Dai Lei, Wang Yaozong, Chen Liangliang, Zheng Jueru, Li Jianjun, Wu Xianjiang
Department of Thyroid Surgery, Ningbo NO.2 Hospital, NO.41 Xibei Street, Ningbo City, 315000, Zhejiang Province, China.
World J Surg Oncol. 2017 Jan 7;15(1):11. doi: 10.1186/s12957-016-1086-z.
Many studies have reported several transcriptionally deregulated microRNAs (miRNAs) in papillary thyroid cancer (PTC) tissue in comparison with benign thyroid nodules and normal thyroid tissues. However, the correlation between miRNA expressions and PTC recurrence still remains unclear.

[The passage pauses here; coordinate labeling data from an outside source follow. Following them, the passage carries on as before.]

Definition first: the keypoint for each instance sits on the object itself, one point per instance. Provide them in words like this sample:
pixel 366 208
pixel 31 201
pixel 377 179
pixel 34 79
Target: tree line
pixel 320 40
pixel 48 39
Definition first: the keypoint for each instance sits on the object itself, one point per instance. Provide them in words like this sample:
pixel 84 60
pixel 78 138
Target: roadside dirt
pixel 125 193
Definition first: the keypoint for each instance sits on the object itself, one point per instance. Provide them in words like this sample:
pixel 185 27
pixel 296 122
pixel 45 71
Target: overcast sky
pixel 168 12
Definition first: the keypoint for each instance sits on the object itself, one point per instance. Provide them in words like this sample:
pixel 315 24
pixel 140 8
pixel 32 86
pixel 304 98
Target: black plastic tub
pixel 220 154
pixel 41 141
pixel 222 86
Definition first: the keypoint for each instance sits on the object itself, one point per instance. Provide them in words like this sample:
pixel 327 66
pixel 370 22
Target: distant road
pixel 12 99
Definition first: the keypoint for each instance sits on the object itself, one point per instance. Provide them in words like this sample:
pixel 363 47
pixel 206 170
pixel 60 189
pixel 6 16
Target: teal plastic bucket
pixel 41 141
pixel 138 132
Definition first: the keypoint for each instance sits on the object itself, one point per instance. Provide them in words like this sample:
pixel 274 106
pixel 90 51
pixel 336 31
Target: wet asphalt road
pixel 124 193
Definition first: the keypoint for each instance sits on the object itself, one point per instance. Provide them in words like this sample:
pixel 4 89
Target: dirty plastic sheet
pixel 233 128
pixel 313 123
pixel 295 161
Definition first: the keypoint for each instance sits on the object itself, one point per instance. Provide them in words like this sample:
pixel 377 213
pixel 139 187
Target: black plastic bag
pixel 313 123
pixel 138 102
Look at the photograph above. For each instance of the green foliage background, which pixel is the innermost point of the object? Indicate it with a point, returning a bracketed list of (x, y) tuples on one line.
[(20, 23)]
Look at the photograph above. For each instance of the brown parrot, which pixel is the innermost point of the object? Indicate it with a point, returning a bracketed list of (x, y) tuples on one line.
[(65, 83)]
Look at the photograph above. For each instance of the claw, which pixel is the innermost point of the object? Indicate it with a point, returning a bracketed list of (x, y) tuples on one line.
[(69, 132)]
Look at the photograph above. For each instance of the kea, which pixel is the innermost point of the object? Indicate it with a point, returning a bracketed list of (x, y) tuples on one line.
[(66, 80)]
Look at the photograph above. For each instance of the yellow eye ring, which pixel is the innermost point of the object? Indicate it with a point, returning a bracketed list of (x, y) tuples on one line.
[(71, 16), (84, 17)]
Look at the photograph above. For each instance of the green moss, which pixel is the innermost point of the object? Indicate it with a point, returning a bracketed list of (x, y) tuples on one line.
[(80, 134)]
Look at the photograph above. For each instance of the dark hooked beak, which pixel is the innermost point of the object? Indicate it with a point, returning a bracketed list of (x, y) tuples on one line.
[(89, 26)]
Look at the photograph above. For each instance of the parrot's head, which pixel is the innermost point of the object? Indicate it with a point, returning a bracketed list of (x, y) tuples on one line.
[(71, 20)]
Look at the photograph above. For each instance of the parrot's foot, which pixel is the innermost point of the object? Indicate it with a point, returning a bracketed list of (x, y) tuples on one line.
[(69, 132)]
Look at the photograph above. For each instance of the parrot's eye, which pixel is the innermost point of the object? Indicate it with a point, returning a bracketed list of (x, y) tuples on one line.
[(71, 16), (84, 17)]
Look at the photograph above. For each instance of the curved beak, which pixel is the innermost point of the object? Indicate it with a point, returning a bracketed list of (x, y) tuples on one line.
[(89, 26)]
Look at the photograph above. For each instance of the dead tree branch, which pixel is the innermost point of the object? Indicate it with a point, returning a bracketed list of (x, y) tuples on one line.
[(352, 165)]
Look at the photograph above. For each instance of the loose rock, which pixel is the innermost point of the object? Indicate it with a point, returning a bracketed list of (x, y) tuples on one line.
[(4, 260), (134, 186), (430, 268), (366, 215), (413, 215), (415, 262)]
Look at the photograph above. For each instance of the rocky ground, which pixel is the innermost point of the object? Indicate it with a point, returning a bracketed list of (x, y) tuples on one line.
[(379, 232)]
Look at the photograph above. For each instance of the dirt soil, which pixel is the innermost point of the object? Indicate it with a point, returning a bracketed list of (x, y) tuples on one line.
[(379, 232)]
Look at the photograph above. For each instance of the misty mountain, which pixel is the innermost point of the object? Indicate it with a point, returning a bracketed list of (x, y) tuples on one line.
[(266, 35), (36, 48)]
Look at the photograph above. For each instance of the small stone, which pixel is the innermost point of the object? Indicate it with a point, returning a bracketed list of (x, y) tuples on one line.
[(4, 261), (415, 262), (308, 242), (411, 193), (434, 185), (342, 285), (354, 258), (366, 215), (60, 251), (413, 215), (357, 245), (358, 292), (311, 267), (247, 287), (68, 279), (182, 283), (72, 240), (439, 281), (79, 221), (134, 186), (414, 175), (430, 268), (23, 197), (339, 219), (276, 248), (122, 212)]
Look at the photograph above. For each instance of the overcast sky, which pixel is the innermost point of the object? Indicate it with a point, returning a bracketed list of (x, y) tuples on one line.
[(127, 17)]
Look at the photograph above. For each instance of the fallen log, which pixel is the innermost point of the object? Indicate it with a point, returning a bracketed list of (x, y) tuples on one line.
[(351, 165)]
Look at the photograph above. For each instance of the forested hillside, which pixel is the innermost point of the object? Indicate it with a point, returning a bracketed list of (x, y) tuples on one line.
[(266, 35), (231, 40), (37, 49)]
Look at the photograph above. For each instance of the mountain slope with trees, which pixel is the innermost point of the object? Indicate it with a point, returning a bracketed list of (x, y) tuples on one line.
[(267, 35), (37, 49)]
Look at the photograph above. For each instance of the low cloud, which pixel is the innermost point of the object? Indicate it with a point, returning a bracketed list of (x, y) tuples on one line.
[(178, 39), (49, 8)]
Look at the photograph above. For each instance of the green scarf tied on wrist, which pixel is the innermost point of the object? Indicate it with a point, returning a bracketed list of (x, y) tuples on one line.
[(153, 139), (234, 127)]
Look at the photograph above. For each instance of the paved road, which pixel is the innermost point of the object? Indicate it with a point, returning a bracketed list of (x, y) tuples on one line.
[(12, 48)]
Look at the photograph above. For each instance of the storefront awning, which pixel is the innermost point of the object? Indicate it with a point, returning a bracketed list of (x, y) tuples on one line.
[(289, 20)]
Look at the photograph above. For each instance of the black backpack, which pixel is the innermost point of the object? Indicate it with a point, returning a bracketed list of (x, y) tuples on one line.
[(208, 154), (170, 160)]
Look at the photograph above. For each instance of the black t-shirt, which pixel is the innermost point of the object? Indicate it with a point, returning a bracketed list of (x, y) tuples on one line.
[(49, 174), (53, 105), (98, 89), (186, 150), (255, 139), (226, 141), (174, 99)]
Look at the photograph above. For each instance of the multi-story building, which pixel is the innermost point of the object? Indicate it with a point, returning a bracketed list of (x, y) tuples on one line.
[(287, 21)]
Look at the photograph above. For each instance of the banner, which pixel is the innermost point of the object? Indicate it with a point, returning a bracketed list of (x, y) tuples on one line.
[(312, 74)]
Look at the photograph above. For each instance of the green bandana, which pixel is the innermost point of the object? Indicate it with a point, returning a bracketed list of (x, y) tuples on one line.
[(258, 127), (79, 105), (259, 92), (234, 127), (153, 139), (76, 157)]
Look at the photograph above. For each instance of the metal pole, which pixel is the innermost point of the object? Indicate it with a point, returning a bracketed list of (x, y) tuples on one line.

The PTC patients who scheduled to undergo total thyroidectomy by the same surgical team in Ningbo NO.2 Hospital from March 1998 to March 2008 were enrolled in this study. The clinical and pathological characteristics of each patient were recorded in detail. The selected miRNA expressions were detected using quantitative reverse transcriptase-polymerase chain reaction (qRT-PCR). Potential predictive factors for cancer recurrence were evaluated by univariate and multivariate Cox proportional hazard analysis.
A total of 78 patients were enrolled with 49 females at a mean age of 45.8 years. Enrolled patients were divided into two groups: nonrecurrent group (n = 54) and recurrent group (n = 24). The results from the univariate Cox proportional hazard analysis revealed that primary tumor size, TNM stage, extrathyroid extension, miR-221, and miR-222 expressions were significantly associated with PTC recurrence (P < 0.05). The tissue expression of miR-221 was the only independent risk factor for PTC recurrence (HR 1.41; 95%CI 1.14-1.95, P = 0.007) by multiple Cox proportional hazard analysis.
This study identified the potential role of miR-221 as a prognostic biomarker for the recurrence in PTC.
许多研究报告称,与良性甲状腺结节和正常甲状腺组织相比,乳头状甲状腺癌(PTC)组织中有几种转录失调的微小RNA(miRNA)。然而,miRNA表达与PTC复发之间的相关性仍不清楚。
本研究纳入了1998年3月至2008年3月在宁波市第二医院由同一手术团队计划进行全甲状腺切除术的PTC患者。详细记录每位患者的临床和病理特征。使用定量逆转录聚合酶链反应(qRT-PCR)检测所选miRNA的表达。通过单因素和多因素Cox比例风险分析评估癌症复发的潜在预测因素。
共纳入78例患者,其中49例女性,平均年龄45.8岁。纳入的患者分为两组:无复发组(n = 54)和复发组(n = 24)。单因素Cox比例风险分析结果显示,原发肿瘤大小、TNM分期、甲状腺外侵犯、miR-221和miR-222表达与PTC复发显著相关(P < 0.05)。多因素Cox比例风险分析显示,miR-221的组织表达是PTC复发的唯一独立危险因素(HR 1.41;95%CI 1.14 - 1.95,P = 0.007)。
本研究确定了miR-221作为PTC复发预后生物标志物的潜在作用。